In reply to planetmarshall:
> The complaint usually comes from the same people who complain about the "Politically Correct Brigade" because their joke about the gay Paki who runs the corner shop no longer gets laughs in the pub.
Or to put it another way...
http://tinyurl.com/h7p447t
The whole idea that "political correctness" is a threat to free speech is a somewhat slippery claim, and apart from possibly a very specific set of cases*, it's a load of bollocks. A threat to free speech is making saying certain things illegal, i.e. censorship/criminalisation. Our laws are pretty much spot on in this respect: there are loads of exceptions to the right to free speech, but as far as I'm aware, these are to do with stuff that's injurious to the rights of others (incitement, libel, etc).

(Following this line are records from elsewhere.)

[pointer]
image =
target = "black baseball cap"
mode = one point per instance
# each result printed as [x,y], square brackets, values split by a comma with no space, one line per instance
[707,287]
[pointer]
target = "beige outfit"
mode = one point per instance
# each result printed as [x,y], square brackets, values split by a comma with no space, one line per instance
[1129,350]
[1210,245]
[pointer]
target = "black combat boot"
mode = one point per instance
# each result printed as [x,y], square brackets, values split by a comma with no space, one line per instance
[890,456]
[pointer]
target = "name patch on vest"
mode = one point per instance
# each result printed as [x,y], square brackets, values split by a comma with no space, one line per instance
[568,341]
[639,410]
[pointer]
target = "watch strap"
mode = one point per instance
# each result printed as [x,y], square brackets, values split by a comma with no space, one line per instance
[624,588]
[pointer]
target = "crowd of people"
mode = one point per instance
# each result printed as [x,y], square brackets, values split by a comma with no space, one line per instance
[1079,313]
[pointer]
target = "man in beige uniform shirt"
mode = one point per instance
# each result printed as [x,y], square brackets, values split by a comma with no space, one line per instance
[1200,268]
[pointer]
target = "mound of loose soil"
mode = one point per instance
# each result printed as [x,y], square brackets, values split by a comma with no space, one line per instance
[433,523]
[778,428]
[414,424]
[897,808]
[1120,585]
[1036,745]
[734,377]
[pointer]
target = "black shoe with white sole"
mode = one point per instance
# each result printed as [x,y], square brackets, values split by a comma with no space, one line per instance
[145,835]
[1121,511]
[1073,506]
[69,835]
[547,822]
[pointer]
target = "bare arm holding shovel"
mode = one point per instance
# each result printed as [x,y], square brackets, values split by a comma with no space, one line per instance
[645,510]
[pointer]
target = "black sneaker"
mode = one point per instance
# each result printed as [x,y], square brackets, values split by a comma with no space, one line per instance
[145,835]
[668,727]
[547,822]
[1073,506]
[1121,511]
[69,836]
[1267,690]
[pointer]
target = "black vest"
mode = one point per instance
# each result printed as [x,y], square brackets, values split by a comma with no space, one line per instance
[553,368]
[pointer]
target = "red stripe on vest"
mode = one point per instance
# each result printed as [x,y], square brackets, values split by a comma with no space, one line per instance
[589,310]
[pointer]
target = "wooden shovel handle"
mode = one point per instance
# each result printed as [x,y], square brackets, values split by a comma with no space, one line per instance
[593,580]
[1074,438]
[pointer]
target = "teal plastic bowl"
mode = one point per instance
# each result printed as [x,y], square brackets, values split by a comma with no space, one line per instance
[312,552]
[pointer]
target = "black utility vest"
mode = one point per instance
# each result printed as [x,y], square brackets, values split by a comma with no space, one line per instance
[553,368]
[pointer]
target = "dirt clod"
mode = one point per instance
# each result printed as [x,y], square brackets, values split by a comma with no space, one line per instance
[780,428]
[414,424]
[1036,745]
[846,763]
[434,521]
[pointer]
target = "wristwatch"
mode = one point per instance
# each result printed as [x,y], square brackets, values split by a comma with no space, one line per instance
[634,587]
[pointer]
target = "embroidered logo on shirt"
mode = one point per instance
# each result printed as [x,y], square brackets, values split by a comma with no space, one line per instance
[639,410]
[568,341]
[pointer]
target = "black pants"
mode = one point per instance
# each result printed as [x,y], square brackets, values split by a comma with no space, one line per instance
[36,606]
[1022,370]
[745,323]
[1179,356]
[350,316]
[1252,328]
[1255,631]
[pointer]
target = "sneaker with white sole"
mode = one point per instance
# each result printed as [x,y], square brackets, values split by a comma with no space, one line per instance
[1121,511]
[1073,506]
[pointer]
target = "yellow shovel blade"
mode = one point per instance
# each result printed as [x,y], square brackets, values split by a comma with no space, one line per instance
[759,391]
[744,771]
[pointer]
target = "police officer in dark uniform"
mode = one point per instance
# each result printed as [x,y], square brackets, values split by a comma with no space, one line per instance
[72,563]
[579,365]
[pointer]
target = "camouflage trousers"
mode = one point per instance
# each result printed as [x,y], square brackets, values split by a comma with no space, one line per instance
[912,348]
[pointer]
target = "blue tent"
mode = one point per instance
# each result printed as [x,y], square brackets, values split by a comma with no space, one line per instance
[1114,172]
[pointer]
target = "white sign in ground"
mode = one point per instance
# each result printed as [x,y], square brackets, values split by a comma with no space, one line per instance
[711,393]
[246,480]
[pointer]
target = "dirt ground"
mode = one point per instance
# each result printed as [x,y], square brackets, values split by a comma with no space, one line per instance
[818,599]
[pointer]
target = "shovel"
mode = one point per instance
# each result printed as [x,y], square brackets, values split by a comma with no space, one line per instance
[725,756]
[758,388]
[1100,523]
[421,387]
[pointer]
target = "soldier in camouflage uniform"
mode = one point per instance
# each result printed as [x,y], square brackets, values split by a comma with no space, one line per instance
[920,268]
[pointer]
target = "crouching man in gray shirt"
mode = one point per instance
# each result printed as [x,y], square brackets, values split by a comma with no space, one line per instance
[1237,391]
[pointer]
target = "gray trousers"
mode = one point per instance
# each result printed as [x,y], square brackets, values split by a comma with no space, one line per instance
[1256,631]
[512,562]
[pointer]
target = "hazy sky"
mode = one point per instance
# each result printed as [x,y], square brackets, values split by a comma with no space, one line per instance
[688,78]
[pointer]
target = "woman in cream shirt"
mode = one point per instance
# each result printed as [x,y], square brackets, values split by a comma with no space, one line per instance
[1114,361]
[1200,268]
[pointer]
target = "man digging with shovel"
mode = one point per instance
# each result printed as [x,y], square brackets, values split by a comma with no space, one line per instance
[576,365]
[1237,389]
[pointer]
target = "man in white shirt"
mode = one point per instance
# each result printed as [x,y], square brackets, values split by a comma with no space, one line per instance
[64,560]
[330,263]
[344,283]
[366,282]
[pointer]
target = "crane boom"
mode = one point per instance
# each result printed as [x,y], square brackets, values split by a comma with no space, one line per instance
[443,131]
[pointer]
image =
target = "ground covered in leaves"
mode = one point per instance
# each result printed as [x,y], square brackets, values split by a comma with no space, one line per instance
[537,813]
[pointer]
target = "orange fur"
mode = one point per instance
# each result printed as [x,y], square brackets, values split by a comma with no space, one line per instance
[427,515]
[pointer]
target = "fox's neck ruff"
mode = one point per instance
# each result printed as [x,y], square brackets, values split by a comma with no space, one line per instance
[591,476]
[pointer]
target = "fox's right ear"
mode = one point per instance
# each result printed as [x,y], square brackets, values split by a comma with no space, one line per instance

What does happen frequently is that people who say stuff that is racist, homophobic, etc are made to feel marginalised (and they didn't used to get that treatment). They complain that their "free speech" is being "shut down", but they don't get arrested and what they say isn't censored. They just get told to shut up. This is not losing the right to free speech, it's a shift in social attitudes to norms where racism, homophobia, etc are considered unacceptable.
*I agree that the recent trend of universities banning speakers whose views the student organisers found distasteful is a step in the wrong direction, there should be open debate. Whether this is actually censorship and a threat to free speech is a different matter.